Passage
And the waters returned, and covered the chariots and the horsemen of all the host of Pharaoh that had come into the sea after them; there remained not even one of them.
And the waters returned, and covered the chariots and the horsemen of all the host of Pharaoh that had come into the sea after them; there remained not even one of them.
Exodus 14:26 And Jehovah said to Moses, Stretch out thy hand over the sea, that the waters may return upon the Egyptians, upon their chariots and upon their horsemen.
Exodus 14:27 And Moses stretched out his hand over the sea, and the sea returned to its strength toward the morning; and the Egyptians fled against it; and Jehovah overturned the Egyptians into the midst of the sea.
Exodus 14:28 And the waters returned, and covered the chariots and the horsemen of all the host of Pharaoh that had come into the sea after them; there remained not even one of them.
Exodus 14:29 And the children of Israel walked on dry [ground] through the midst of the sea; and the waters were a wall to them on their right hand and on their left.
Exodus 14:30 Thus Jehovah saved Israel that day out of the hand of the Egyptians; and Israel saw the Egyptians dead on the sea-shore.
The verse centers on "waters", "returned", "covered", "chariots", "horsemen", "host", "pharaoh", and "come". It is saying that the verse draws attention to "waters" and "returned", so its meaning should be read from those terms before moving to application.

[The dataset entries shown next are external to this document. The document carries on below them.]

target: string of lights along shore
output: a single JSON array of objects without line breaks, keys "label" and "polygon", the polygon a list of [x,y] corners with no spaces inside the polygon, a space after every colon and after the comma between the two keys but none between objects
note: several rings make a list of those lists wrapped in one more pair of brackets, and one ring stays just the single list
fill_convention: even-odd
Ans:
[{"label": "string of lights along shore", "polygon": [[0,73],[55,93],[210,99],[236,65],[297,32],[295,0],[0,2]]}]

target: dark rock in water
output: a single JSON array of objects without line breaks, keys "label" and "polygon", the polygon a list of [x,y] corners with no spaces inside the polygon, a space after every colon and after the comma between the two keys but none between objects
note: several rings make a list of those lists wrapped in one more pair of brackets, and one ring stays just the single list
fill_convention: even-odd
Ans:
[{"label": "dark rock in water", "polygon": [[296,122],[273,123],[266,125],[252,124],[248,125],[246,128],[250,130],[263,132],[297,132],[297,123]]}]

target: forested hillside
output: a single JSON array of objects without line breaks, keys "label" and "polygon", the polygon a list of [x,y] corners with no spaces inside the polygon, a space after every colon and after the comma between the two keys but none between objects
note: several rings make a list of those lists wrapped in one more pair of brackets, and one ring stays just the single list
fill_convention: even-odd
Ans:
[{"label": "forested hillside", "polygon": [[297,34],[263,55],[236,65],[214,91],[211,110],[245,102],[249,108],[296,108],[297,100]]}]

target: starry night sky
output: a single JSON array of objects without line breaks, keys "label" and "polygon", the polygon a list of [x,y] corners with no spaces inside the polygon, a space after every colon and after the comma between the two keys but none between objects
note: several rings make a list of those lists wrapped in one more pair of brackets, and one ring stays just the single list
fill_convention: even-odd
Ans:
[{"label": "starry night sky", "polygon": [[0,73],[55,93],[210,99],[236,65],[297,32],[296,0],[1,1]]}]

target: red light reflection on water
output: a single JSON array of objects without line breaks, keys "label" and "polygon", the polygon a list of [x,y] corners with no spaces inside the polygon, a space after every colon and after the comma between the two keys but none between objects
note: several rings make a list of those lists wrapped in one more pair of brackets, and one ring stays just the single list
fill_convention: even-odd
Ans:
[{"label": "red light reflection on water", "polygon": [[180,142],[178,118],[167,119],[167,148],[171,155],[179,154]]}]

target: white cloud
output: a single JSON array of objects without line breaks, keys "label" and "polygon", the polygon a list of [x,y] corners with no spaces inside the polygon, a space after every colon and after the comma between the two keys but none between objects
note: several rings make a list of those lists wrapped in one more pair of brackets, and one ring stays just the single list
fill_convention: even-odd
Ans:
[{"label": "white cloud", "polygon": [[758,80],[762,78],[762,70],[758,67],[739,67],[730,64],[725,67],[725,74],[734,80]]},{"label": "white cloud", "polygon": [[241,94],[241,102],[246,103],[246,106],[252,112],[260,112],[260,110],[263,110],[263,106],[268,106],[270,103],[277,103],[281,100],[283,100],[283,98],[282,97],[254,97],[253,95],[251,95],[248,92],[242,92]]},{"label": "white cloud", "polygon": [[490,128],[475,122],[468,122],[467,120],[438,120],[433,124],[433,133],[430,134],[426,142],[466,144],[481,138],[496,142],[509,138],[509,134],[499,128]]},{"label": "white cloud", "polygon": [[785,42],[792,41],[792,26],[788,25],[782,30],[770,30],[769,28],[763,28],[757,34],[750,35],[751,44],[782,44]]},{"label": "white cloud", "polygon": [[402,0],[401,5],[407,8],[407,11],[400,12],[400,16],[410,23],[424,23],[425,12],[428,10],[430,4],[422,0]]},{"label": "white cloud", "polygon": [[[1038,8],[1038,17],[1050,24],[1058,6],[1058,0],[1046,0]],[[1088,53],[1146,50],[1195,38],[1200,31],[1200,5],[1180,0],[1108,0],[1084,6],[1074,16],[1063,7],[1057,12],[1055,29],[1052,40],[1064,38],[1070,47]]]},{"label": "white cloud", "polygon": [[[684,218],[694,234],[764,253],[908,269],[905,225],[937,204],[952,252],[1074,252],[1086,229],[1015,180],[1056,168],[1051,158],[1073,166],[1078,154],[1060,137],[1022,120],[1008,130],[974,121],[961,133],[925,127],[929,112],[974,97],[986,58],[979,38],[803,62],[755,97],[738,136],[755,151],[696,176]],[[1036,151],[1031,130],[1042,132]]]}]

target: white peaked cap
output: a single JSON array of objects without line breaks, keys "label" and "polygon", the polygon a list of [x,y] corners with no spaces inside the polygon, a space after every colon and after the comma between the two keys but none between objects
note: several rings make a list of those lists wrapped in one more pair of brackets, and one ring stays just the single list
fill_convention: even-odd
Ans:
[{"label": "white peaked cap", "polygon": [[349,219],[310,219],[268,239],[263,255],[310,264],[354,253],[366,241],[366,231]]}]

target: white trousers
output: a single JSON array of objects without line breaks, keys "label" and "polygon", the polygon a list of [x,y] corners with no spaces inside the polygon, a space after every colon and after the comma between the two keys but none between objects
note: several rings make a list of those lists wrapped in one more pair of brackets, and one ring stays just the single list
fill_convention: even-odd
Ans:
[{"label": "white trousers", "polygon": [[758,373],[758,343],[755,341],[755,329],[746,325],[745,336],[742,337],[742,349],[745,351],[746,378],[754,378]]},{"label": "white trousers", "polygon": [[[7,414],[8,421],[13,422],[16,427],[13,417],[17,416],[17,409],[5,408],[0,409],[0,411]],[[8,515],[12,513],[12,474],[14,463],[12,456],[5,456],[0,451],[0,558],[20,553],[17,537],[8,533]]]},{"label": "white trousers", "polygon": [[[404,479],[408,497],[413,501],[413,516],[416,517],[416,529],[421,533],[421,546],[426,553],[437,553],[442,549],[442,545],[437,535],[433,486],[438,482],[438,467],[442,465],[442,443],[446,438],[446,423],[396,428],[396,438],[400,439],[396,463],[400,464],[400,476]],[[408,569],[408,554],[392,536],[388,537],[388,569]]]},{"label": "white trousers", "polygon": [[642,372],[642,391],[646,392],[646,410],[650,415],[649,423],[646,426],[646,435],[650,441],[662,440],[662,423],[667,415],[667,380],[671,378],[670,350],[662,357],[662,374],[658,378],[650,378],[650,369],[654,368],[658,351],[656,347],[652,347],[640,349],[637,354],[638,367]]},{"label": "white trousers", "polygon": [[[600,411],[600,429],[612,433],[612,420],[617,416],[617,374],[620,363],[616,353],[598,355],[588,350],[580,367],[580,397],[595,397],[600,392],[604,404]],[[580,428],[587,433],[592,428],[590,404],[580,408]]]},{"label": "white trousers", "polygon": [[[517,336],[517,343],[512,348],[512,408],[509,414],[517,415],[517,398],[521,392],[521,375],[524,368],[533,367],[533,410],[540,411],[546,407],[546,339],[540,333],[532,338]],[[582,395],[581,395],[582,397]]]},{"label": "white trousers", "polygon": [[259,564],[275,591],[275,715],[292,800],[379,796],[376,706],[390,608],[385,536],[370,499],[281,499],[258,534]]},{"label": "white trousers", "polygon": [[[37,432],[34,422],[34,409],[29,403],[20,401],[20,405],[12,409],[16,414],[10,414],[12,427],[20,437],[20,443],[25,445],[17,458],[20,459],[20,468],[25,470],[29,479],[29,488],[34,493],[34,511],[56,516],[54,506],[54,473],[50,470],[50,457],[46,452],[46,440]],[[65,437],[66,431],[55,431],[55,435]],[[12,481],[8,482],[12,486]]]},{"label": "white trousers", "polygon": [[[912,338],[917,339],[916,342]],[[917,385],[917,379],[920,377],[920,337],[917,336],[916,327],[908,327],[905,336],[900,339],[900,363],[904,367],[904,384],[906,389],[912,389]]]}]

The nearby context moves from verse 27's "And Moses stretched out his hand over..." into verse 29's "And the children of Israel walked on...", so "waters" and "returned" belong inside that flow. In Exodus context, the local focus is covenant, worship, and faithfulness.
A plain takeaway is to answer the verse's own emphasis on "waters" and "returned" with trust shaped by these words, not by a vague optimism outside the passage.